Chiudete gli occhi e cercate di ricordare se qualche leader politico ha pronunciato di recente la parola «partitocrazia». Un termine lontano, quasi desueto, che richiama le grandi battaglie referendarie di Pannella, l'avvento dal nulla del «barbaro» Bossi, il Fini missino che vedeva un futuro governativo per la destra ghettizzata.
Tra le preoccupazioni degli italiani negli ultimi anni non c'è più stato quello strapotere dei partiti che opprimeva tutte le attività pubbliche con una logica lottizzatrice inesorabile.
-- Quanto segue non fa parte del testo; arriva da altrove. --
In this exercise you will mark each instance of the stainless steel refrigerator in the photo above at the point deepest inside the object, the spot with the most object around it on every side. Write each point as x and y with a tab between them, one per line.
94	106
Stupisce che in questa fase emergenziale, con quasi tutte le forze politiche al governo, gli elettori tornino a rivalutare sigle che negli ultimi anni avevano allentato la loro presa sulla società civile. Un sondaggio Swg rivela che il 56% degli interpellati ritiene che i partiti «nel bene e nel male» svolgono «una funzione molto importante per il Paese». E che il 43% (maggioranza relativa) sogna un sistema non soltanto bipolare, ma addirittura con due soli grandi partiti come negli Usa.
Nella vita di tutti non c'è nulla di più nuovo delle esperienze passate, riscoperte ciclicamente con un significato positivo. Nella testa degli italiani si ritorna così al 2008, l'anno della grande sfida alle urne tra il blocco vincente di centrodestra (Popolo delle libertà, Lega Nord e Mpa) e il cartello di centrosinistra formato da Pd e Italia dei Valori. Berlusconi contro Veltroni, tutto molto semplice. Bastava un voto più del rivale per diventare presidente del Consiglio. L'involontaria nostalgia per la semplificazione del quadro politico coincide -non è un caso- con le ultime Politiche che indicarono il capo del governo. Dal 2011 tra i tecnici di Monti, le larghe intese di Letta, i fragili tentativi di Renzi e Gentiloni, i due strani gabinetti Conte e infine l'ombrello di Draghi, hanno prevalso formule di necessità per la mancanza di maggioranze nette.
Il ritrovato clima favorevole verso i partiti è senz'altro segno di maturità collettiva e riconoscimento di un ruolo insostituibile. Anche il tentativo nel centrodestra di favorire contenitori rispetto a singole bandiere va nella direzione di un sentimento popolare che costringerà anche il centrosinistra a ridurre la frammentazione. Resta purtroppo sotto gli occhi l'esempio disonorevole dell'attuale Parlamento che in poco più di tre anni ha registrato 259 cambi di casacca.
Meno partiti, meno gruppi, meno possibilità per i parlamentari di negoziare migliori condizioni personali di giorno in giorno. Alla fine, più che le formule aritmetiche, faranno sempre la differenza i comportamenti degli uomini e donne scelti dall'elettorato. I partiti facciano subito tesoro di questa inaspettata apertura di credito.